So, why do we keep reading them?  Why do we click the "share" button? (Which, hello, could happen to this blog once in a while.  Or ever.  Come on reader(s?)!)  I have some theories.  Because we agree with the writer's epiphany, and want others to know that we agree.  Because we wish we'd had that epiphany before xyz happened, and we want others to avoid xyz.  Because we just really admire the writing, and want others to admire it as well (that's about 90% of my reasoning when I share links to blogs.  In case anyone was wondering).  Because we sort of feel like we SHOULD agree, since it's been shared about 45,000 times, and we don't want to be the mom who doesn't want to put down the iPhone.  Part of parenting publicly is making sure that the public (meaning your Facebook audience) sees the best parts of your parenting, not the part when your kid falls off the swings because you were liking someone's status with one hand and pushed too hard with the other (this may or may not have happened to me). Anyone who has ever seen my Facebook posts will know that when I talk about my kids, it's usually about something funny they said or did.  I don't usually share the "real" stuff, like punishments, and meltdowns, and when I yell.  And yes, I've seen the latest viral blog post about the mom who yelled a lot, and then she stopped, and now her kid is happier and healthier, and she's a better mom, and she's awesome. So we share those viral parenting epiphanies because we want others to know that we totally relate to the "newer, better mom" who has emerged from the epiphany, fingers poised to share it via social media (and occasionally HuffPost or Slate).  We've had our epiphanies, we've learned our lessons, and now we nod in agreement at the latest viral epiphany, and we send it back out into the world to educate others and subtly remind our friends that we've already assimilated the blogger's wisdom into our own parenting. 

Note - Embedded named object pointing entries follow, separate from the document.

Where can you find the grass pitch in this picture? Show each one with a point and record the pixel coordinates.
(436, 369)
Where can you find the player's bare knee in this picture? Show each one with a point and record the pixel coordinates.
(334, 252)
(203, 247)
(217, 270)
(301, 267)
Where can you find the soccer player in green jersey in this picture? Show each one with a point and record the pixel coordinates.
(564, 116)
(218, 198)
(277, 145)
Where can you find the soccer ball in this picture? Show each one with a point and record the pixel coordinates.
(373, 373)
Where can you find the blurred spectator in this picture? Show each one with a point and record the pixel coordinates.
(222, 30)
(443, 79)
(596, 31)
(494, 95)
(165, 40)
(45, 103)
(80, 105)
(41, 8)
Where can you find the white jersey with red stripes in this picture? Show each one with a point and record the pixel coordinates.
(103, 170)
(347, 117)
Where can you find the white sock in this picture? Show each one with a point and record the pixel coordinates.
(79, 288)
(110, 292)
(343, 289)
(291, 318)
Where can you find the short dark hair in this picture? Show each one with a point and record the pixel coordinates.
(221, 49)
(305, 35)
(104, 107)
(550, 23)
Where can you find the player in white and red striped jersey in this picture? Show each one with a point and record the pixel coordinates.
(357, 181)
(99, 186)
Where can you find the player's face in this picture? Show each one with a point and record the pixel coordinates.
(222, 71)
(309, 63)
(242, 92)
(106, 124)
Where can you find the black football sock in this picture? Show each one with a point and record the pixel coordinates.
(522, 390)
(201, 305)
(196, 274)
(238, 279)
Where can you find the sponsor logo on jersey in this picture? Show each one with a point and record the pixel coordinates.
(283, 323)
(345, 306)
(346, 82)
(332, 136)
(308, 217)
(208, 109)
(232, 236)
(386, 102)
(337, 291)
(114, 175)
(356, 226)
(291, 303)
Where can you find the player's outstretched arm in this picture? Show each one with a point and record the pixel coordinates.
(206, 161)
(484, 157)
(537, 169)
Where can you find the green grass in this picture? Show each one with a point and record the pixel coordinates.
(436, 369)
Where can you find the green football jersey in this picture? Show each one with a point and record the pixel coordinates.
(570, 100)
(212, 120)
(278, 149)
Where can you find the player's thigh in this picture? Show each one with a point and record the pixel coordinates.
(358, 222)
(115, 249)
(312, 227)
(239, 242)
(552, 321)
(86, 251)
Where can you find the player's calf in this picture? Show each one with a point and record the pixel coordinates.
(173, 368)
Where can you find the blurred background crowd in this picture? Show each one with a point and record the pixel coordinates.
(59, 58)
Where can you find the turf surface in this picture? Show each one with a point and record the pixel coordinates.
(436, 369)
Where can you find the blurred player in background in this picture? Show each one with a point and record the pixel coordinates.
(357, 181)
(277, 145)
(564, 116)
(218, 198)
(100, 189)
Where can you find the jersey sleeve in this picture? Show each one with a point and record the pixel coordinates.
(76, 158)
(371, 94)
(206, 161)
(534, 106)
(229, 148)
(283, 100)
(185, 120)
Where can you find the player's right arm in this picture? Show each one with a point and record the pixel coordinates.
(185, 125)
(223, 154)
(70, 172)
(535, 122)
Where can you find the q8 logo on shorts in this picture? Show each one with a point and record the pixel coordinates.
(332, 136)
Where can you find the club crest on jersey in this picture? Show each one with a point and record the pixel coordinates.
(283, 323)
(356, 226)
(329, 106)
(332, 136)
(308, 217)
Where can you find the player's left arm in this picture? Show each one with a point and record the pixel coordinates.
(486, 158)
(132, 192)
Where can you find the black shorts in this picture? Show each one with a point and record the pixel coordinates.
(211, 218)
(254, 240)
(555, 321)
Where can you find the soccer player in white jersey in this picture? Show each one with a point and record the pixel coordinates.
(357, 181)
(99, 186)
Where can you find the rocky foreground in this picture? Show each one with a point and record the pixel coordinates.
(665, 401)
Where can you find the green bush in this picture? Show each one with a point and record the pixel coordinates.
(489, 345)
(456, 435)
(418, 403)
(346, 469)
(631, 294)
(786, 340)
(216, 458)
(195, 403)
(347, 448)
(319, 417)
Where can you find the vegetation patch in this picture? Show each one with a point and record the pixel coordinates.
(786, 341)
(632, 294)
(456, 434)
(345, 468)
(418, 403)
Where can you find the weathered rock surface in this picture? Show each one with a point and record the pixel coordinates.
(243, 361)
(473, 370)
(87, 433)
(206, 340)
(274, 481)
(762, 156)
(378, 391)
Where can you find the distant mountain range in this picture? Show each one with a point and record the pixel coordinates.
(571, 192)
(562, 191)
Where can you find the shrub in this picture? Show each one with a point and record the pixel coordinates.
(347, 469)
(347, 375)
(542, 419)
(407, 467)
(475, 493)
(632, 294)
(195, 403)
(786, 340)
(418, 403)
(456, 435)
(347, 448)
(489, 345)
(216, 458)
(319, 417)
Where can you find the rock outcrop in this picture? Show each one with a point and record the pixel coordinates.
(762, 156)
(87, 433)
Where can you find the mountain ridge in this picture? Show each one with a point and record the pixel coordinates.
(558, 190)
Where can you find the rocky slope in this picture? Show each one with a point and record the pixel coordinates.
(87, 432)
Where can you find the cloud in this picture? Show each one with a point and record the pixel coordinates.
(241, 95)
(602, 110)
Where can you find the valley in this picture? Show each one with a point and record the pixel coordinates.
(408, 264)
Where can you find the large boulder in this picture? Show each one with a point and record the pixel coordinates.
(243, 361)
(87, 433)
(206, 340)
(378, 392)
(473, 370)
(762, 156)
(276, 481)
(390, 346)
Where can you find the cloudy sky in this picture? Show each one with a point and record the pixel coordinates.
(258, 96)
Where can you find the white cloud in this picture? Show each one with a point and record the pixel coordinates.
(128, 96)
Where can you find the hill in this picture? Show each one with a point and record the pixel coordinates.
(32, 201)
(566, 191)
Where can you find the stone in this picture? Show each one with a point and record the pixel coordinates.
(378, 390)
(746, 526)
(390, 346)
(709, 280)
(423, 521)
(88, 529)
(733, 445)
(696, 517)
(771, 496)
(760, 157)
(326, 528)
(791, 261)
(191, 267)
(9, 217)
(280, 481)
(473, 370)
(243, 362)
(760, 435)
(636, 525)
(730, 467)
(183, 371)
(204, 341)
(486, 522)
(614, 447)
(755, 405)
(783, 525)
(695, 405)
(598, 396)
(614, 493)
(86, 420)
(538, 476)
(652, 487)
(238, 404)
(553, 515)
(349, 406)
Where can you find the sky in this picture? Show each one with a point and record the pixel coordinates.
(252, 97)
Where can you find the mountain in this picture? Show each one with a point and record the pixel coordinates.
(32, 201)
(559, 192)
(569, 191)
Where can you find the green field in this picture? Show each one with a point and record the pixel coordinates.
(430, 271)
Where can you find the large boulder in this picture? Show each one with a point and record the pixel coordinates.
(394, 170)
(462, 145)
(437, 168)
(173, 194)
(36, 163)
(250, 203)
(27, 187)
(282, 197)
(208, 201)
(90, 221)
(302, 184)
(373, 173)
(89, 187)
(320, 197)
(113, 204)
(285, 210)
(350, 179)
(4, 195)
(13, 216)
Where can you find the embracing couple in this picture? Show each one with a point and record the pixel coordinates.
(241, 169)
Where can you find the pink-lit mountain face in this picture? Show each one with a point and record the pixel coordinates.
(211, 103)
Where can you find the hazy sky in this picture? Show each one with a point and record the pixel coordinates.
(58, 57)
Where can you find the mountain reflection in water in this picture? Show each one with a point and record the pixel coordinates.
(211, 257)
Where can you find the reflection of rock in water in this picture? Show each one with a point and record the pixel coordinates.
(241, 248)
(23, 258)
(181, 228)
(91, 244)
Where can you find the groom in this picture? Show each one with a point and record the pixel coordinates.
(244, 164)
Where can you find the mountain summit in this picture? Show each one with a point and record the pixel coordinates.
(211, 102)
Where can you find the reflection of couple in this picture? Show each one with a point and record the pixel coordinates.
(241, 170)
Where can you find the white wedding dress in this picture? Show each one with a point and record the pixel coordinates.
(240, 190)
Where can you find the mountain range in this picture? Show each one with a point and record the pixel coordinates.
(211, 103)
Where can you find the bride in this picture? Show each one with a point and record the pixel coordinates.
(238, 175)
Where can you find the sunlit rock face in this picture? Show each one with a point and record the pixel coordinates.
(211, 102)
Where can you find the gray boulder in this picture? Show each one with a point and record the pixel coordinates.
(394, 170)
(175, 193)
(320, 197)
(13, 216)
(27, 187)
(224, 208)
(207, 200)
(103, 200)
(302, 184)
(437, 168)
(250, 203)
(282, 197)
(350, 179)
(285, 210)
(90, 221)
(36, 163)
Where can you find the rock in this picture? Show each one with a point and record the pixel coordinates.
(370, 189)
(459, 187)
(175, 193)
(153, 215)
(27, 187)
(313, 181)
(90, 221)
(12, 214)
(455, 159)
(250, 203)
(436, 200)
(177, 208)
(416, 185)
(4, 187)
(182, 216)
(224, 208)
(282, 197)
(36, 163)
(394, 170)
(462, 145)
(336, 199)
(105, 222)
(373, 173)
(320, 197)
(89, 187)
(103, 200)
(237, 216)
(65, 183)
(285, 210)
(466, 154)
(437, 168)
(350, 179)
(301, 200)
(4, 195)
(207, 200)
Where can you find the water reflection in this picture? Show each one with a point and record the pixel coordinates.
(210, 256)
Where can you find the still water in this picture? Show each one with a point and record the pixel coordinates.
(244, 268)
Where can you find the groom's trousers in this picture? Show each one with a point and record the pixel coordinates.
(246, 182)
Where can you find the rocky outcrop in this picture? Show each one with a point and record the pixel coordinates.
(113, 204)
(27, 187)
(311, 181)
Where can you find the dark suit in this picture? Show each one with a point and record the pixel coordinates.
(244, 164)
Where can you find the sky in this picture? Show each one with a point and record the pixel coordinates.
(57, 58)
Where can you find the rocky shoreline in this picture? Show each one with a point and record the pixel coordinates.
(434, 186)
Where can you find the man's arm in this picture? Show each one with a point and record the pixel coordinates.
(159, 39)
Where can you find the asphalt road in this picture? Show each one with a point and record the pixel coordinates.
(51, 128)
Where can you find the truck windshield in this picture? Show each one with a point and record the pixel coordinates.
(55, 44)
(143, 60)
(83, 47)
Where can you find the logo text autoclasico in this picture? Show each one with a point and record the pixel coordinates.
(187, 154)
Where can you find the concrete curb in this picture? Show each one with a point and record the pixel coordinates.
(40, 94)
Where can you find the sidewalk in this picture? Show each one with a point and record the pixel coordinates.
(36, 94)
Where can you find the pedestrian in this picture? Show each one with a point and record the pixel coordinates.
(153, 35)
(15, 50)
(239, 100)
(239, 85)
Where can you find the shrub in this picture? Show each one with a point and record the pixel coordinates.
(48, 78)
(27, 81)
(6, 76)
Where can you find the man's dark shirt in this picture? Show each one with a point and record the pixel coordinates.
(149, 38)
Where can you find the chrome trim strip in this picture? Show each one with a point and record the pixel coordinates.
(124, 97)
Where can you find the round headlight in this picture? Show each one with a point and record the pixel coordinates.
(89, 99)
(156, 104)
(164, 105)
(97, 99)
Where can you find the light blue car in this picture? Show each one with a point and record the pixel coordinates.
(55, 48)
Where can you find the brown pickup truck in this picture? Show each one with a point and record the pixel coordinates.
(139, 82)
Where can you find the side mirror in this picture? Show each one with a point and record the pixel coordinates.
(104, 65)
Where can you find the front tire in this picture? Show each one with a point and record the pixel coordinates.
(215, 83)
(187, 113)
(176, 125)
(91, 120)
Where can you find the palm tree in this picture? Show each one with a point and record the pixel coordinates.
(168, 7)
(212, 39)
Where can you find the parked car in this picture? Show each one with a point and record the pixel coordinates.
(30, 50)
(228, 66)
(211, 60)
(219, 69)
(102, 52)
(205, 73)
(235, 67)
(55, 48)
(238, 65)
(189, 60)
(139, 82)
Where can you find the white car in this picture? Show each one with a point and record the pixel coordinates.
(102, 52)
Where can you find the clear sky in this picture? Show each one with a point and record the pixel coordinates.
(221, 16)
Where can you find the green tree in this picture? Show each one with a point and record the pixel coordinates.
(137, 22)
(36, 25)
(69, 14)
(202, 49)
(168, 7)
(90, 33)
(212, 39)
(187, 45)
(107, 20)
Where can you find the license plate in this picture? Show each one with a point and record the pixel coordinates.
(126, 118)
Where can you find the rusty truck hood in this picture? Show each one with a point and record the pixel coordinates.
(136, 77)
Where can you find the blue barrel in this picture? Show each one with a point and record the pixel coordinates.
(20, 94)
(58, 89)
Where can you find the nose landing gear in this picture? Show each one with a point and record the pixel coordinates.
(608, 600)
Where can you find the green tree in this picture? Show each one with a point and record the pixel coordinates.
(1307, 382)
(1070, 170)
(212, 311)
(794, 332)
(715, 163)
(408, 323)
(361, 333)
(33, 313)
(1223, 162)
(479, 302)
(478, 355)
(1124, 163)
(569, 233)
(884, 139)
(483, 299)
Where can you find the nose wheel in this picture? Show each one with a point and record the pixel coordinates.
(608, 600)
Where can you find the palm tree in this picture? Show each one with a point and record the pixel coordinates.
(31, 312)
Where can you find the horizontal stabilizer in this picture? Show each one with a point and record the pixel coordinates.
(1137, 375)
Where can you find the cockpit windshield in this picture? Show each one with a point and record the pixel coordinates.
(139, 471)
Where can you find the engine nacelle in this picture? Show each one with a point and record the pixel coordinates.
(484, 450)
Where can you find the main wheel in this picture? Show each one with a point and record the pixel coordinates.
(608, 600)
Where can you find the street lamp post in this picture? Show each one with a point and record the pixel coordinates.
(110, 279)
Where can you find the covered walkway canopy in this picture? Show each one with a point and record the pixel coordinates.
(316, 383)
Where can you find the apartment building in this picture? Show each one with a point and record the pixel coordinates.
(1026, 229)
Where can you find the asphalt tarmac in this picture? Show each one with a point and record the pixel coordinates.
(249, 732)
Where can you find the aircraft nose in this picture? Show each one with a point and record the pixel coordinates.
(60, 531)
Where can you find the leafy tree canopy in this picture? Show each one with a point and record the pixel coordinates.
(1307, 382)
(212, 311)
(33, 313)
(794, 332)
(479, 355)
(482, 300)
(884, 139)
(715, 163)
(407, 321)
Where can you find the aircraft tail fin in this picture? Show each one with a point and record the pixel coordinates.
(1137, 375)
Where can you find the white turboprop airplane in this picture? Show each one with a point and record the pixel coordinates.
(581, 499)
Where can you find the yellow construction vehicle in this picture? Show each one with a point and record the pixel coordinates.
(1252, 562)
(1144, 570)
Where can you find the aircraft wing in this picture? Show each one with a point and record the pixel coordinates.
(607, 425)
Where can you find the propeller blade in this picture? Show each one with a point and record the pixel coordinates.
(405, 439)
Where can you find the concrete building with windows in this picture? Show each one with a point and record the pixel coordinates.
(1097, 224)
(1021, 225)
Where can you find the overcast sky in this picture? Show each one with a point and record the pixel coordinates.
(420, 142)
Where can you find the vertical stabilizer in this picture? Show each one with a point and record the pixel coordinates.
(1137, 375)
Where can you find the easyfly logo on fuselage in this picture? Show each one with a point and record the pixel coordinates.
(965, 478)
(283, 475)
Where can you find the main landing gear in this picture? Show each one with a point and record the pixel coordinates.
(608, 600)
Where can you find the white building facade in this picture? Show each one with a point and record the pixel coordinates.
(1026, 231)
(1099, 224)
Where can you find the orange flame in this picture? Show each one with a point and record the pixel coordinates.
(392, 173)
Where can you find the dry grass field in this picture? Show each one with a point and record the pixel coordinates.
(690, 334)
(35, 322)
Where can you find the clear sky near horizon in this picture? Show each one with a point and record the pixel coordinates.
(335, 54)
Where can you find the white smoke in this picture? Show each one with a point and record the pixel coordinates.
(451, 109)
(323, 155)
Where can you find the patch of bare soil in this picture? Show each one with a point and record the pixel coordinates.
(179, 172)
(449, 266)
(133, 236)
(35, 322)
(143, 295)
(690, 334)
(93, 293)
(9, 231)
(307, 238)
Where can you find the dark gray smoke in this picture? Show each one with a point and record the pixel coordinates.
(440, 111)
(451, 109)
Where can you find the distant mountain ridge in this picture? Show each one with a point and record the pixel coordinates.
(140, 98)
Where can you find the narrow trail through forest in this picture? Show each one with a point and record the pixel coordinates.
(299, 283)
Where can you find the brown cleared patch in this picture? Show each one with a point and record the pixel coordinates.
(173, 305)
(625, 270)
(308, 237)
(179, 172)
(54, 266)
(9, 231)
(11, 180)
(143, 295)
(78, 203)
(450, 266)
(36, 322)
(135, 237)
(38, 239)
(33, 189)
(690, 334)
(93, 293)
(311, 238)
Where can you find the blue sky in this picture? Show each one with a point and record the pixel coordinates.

Now, all that said, there is nothing wrong with sharing your "aha" parenting moment.  Why not?  It's the age of public parenting, so of course you want to share your new found wisdom with your dearest friends, old high school buddies, your dental assistant, and the woman you met at a temp job you had for 5 minutes, 8 years ago.  They NEED to know, so that they can stop torturing themselves over X and start doing Y, because it will make everything so much better.  I totally get that.  I mean, I can say til I'm blue in the face that I blog for ME, because I like writing, and it's sort of like a not at all private journal of my thoughts, but if that were the whole truth I'd be scribbling away in a diary with a tiny lock and an even tinier key that I hide under my mattress. We blog because we feel like other people might like to read what we think, and because, let's face it, we like the validation.  We need someone to say, "YES!  I think that too!  I had the same epiphany!  I also put down the iPhone! YOU ARE SO RIGHT AND YOU HAVE SAID EVERYTHING I THINK."  Nothing excites me more than a comment on my blog, and since I've only gotten like, one, you can imagine what a thrill that was.  SOMEONE READ THIS AND IT MADE THEM THINK SOMETHING!  I MADE SOMEONE THINK THINGS!  So it makes perfect sense to me that if a blogger has a parenting epiphany that made her think things, she would want to share and make other people think things.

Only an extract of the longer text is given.